Could we stop Prometheus in docker gracefully?

Hi,

I have one quesion about stopping Prometheus in Docker.

when I restart PMM docker , Prometheus could be crashed like this :

.
.
.
time=“2018-01-10T06:53:00Z” level=info msg=“5170000 archived metrics checked.” source=“crashrecovery.go:418”
time=“2018-01-10T06:53:01Z” level=info msg=“5180000 archived metrics checked.” source=“crashrecovery.go:418”
time=“2018-01-10T06:53:01Z” level=info msg=“5190000 archived metrics checked.” source=“crashrecovery.go:418”
time=“2018-01-10T06:53:01Z” level=info msg=“5200000 archived metrics checked.” source=“crashrecovery.go:418”
time=“2018-01-10T06:53:01Z” level=info msg=“5210000 archived metrics checked.” source=“crashrecovery.go:418”
time=“2018-01-10T06:53:01Z” level=info msg=“5220000 archived metrics checked.” source=“crashrecovery.go:418”
time=“2018-01-10T06:53:01Z” level=info msg=“5230000 archived metrics checked.” source=“crashrecovery.go:418”
time=“2018-01-10T06:53:01Z” level=info msg=“5240000 archived metrics checked.” source=“crashrecovery.go:418”
time=“2018-01-10T06:53:02Z” level=info msg=“5250000 archived metrics checked.” source=“crashrecovery.go:418”
time=“2018-01-10T06:53:02Z” level=info msg=“5260000 archived metrics checked.” source=“crashrecovery.go:418”
time=“2018-01-10T06:53:02Z” level=info msg=“5270000 archived metrics checked.” source=“crashrecovery.go:418”
time=“2018-01-10T06:53:02Z” level=info msg=“5280000 archived metrics checked.” source=“crashrecovery.go:418”
time=“2018-01-10T06:53:02Z” level=info msg=“5290000 archived metrics checked.” source=“crashrecovery.go:418”
time=“2018-01-10T06:53:02Z” level=info msg=“5300000 archived metrics checked.” source=“crashrecovery.go:418”
time=“2018-01-10T06:53:02Z” level=info msg=“5310000 archived metrics checked.” source=“crashrecovery.go:418”
time=“2018-01-10T06:53:02Z” level=info msg=“5320000 archived metrics checked.” source=“crashrecovery.go:418”
.
.
.

I think this log is related with recover process in prometheus.

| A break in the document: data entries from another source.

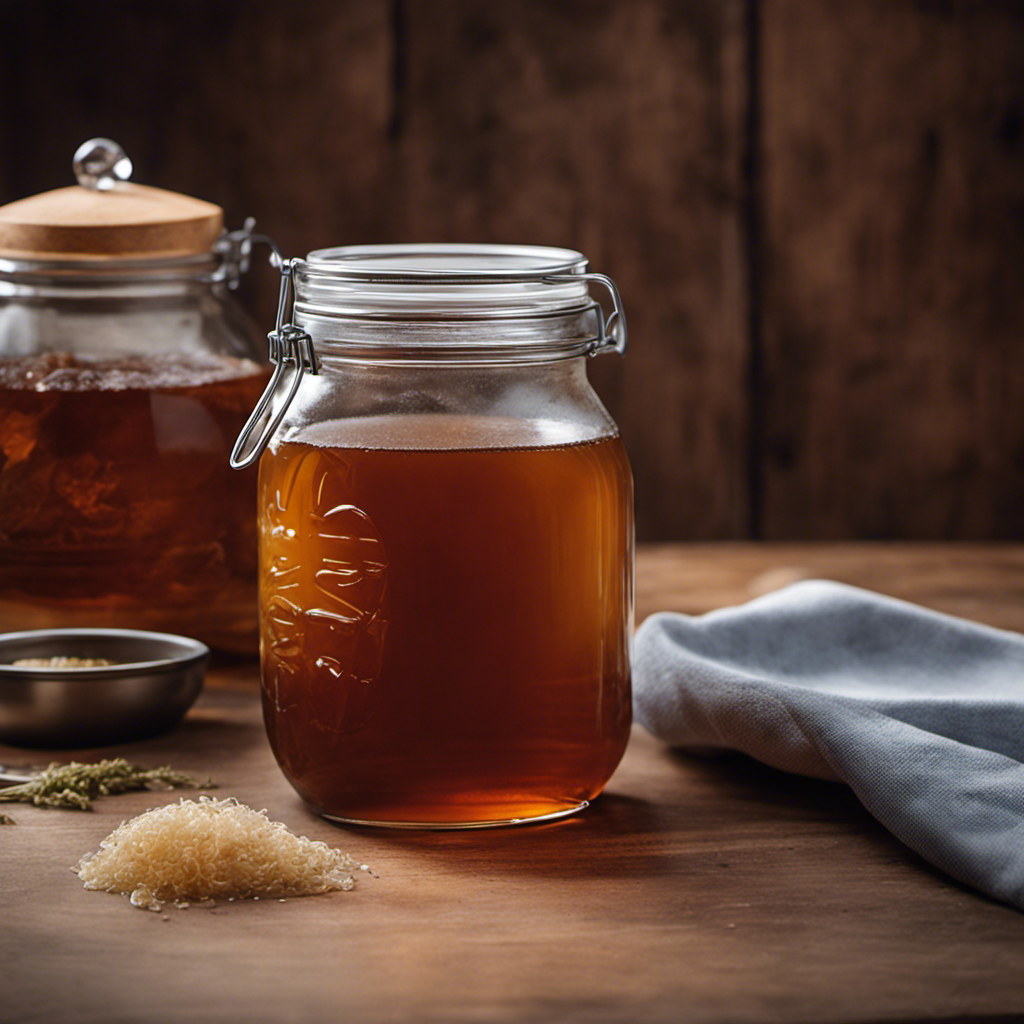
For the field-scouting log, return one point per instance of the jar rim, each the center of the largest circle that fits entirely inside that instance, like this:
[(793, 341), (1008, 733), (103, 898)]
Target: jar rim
[(440, 263)]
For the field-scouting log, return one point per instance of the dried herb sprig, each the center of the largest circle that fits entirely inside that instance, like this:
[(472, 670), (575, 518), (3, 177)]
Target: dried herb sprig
[(75, 785)]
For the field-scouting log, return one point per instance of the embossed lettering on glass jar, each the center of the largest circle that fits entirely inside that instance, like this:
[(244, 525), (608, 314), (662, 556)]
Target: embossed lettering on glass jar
[(445, 538)]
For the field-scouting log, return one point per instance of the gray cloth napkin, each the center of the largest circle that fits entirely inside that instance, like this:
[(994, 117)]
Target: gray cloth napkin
[(921, 714)]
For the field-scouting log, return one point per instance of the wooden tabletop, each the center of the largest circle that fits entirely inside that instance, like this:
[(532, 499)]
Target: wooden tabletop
[(691, 891)]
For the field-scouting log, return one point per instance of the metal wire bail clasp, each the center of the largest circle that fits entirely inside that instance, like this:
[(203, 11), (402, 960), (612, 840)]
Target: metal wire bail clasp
[(611, 334), (290, 347)]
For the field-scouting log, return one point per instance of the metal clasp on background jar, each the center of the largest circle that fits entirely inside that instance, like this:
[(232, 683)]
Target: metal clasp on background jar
[(445, 537), (126, 370)]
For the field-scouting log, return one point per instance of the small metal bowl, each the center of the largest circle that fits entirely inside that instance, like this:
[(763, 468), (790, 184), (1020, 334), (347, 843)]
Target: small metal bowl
[(154, 681)]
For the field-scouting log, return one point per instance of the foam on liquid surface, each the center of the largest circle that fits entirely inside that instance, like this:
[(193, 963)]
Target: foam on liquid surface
[(442, 432), (65, 372)]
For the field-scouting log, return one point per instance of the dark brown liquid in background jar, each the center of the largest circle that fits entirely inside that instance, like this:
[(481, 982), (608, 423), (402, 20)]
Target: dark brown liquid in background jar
[(117, 505), (445, 631)]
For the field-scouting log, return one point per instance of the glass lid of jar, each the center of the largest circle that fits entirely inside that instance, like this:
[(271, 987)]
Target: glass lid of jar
[(446, 280)]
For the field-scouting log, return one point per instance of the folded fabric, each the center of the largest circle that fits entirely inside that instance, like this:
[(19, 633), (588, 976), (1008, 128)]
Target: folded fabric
[(921, 714)]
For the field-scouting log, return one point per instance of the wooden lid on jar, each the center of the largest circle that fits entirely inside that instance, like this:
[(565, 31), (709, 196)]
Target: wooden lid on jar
[(104, 217)]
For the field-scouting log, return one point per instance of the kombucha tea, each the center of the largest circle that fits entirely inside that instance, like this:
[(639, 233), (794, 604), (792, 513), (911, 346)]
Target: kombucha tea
[(446, 616), (117, 504)]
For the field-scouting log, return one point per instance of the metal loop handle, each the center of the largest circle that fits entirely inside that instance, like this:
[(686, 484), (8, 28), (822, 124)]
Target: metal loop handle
[(289, 346), (611, 330)]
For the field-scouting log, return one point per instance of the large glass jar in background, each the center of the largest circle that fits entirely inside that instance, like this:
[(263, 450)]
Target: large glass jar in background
[(446, 540), (126, 370)]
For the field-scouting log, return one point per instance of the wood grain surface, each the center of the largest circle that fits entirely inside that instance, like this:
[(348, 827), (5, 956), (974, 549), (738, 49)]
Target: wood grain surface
[(812, 207), (691, 891), (893, 193)]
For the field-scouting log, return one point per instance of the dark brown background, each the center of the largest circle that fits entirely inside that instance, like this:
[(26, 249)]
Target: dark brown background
[(814, 208)]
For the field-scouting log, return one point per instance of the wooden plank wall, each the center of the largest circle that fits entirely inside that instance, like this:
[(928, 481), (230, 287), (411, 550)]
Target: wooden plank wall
[(813, 208)]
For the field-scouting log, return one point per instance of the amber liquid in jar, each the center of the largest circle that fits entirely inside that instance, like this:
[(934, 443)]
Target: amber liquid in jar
[(117, 506), (446, 616)]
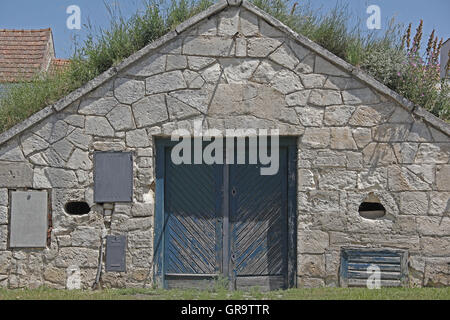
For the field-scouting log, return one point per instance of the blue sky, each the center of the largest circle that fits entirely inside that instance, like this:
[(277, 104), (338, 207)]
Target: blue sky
[(32, 14)]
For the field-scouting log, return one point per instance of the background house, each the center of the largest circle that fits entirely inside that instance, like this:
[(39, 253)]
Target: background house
[(24, 53)]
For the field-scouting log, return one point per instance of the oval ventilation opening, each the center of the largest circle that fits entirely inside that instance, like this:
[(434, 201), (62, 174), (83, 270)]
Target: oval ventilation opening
[(77, 208), (371, 208)]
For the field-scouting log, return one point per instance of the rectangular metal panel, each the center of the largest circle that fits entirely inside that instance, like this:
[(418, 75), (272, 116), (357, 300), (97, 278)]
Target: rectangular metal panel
[(116, 253), (113, 177), (355, 265), (29, 219)]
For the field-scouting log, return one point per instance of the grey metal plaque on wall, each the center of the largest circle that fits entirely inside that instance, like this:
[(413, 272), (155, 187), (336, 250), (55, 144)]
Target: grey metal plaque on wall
[(113, 177), (115, 253), (29, 219)]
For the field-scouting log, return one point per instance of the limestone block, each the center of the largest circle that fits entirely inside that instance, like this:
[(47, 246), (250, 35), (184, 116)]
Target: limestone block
[(33, 143), (402, 179), (286, 82), (165, 82), (249, 23), (208, 27), (15, 175), (150, 110), (98, 126), (312, 241), (198, 63), (367, 116), (82, 257), (313, 81), (316, 137), (88, 237), (228, 21), (268, 30), (142, 209), (4, 197), (376, 154), (329, 158), (406, 151), (443, 177), (176, 62), (79, 160), (179, 110), (325, 67), (437, 246), (419, 133), (359, 96), (97, 107), (362, 136), (149, 66), (285, 57), (306, 66), (343, 83), (414, 203), (238, 70), (137, 138), (208, 46), (433, 153), (401, 115), (261, 47), (306, 180), (11, 151), (310, 116), (121, 118), (439, 203), (79, 139), (311, 265), (337, 179), (434, 226), (391, 132), (374, 178), (321, 97), (341, 138), (299, 98), (63, 148)]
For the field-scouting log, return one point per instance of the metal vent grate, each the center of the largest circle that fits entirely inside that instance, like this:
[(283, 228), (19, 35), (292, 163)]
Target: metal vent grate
[(116, 253), (357, 265)]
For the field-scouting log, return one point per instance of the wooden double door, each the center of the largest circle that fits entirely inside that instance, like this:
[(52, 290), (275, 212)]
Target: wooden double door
[(226, 221)]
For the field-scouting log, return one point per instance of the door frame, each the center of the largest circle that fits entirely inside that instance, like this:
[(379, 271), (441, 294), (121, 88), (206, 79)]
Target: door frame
[(160, 220)]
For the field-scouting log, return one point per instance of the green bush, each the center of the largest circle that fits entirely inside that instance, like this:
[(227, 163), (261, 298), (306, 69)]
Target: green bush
[(385, 58)]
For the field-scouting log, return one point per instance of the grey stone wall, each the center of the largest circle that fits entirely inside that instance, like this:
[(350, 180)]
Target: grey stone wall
[(235, 70)]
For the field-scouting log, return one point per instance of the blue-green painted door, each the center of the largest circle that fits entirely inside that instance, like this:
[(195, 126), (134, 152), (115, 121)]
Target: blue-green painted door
[(224, 220)]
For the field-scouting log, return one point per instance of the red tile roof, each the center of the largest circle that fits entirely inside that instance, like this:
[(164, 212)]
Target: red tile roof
[(24, 52)]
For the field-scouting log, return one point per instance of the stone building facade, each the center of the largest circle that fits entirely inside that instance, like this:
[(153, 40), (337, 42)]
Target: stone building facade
[(233, 66)]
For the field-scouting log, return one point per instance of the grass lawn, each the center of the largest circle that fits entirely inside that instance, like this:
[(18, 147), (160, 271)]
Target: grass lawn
[(221, 294)]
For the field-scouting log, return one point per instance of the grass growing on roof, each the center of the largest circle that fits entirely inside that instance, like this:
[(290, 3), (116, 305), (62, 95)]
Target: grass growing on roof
[(387, 58)]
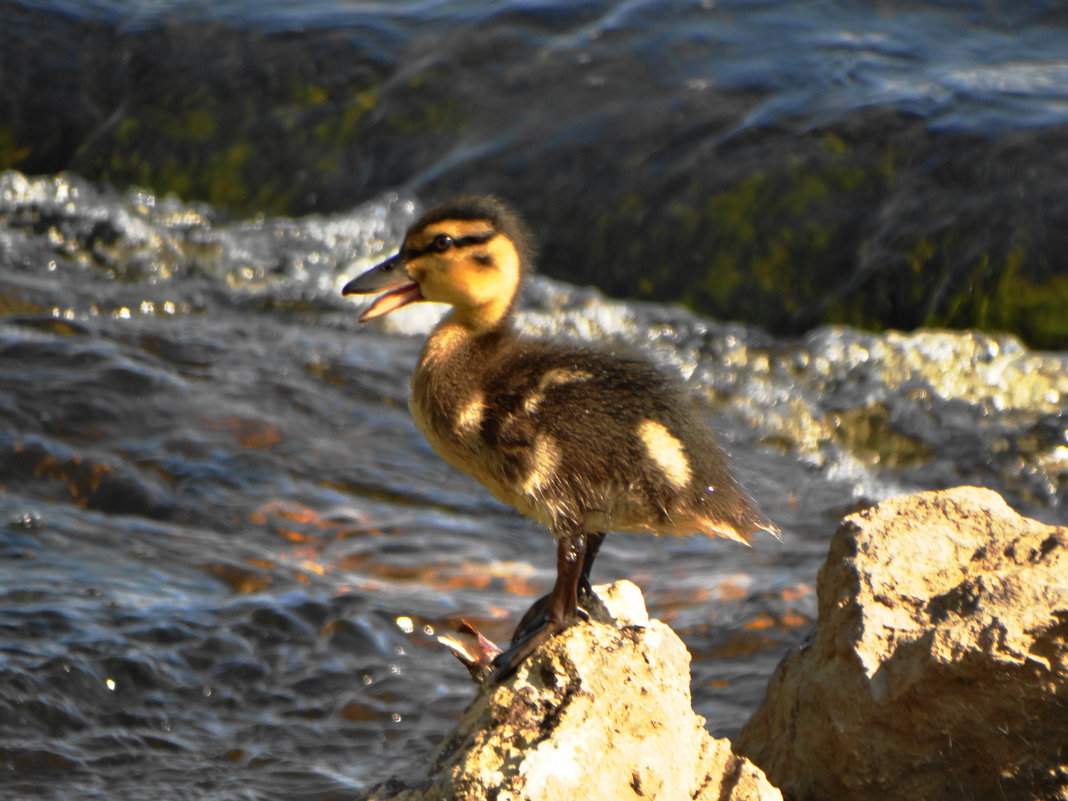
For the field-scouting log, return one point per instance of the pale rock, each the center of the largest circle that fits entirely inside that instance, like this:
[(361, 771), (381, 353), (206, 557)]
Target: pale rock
[(939, 666), (601, 711)]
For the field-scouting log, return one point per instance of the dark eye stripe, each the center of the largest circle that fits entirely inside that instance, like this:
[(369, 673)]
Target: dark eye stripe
[(459, 241)]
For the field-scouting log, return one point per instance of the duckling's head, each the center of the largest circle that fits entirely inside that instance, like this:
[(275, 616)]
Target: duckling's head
[(470, 252)]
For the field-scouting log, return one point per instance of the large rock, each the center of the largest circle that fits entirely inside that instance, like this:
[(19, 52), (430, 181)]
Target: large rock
[(939, 668), (601, 711)]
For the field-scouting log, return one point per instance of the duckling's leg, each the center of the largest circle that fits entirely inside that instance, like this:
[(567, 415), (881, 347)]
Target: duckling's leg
[(562, 609), (534, 616)]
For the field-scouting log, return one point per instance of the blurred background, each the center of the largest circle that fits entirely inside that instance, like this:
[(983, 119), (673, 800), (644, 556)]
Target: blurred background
[(224, 551)]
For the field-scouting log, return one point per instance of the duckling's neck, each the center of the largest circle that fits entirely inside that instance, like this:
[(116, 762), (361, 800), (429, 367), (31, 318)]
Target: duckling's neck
[(457, 338)]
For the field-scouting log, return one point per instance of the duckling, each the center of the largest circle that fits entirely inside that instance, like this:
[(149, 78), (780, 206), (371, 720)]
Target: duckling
[(581, 440)]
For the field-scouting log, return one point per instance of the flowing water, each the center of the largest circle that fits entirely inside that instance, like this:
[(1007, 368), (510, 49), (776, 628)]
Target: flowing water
[(225, 552)]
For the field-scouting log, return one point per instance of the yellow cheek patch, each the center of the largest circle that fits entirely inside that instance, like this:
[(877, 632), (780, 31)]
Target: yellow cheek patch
[(666, 452)]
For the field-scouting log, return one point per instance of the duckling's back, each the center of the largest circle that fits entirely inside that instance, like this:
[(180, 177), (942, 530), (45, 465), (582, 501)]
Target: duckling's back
[(579, 439)]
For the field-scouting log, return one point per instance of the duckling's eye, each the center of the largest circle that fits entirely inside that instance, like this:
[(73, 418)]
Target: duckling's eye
[(441, 242)]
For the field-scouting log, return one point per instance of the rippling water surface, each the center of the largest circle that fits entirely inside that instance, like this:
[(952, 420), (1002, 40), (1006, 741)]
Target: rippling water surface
[(225, 551)]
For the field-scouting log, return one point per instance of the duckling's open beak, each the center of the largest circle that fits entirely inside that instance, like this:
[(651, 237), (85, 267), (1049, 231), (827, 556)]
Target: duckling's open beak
[(390, 275)]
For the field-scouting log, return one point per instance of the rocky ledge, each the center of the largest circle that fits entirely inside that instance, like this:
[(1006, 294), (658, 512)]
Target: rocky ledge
[(939, 666), (939, 669), (601, 711)]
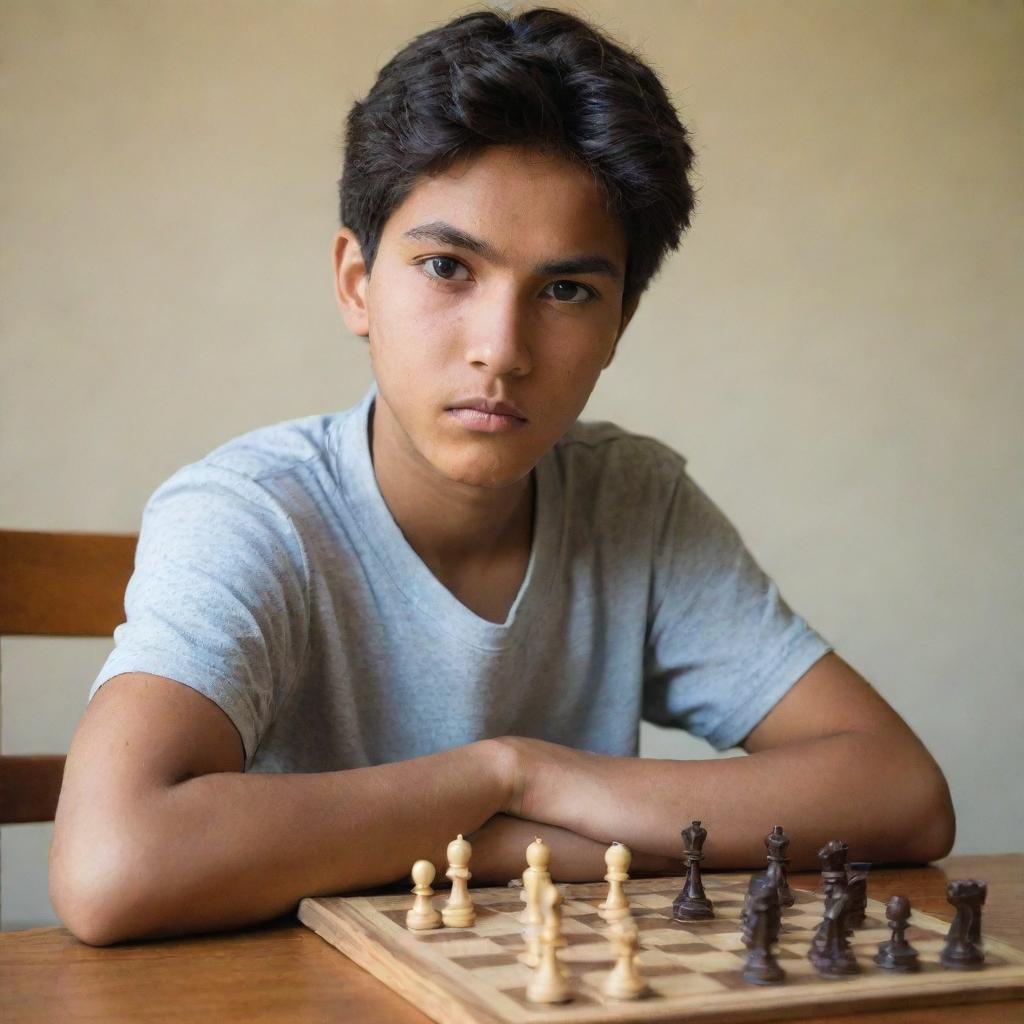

but it takes too long time.

so I want to know how can we stop the prometheus gracefully without crash.

thanks.

Hi,

What PMM Version are you running ? Also how much memory do you have allocated for Metrics ?

hi,

My PMM version is 1.5.3

and I allocated 40G memory for prometheus.

and prometheus data file size is 174Gb.

thanks.

$ docker run -d
-p 80:80
-e METRICS_MEMORY=48318382080 -e METRICS_RETENTION=2160h -e QUERIES_RETENTION=2160h -e METRICS_RESOLUTION=5s
–volumes-from pmm-data
–name pmm-server
–restart always
percona/pmm-server:latest

Hi bckim,

the root of the issue: “docker stop” command sends TERM signal, docker wait 10 seconds and send KILL signal.
but very large prometheus installations cannot dump gigabytes of memory to disk in 10 seconds.
workaround - use “docker stop -t 300 pmm-server” command

also, you can add “–stop-timeout 600” option to “docker run” command, in this case, “docker stop” command should work better

thank you.

I could solve this problem with your help.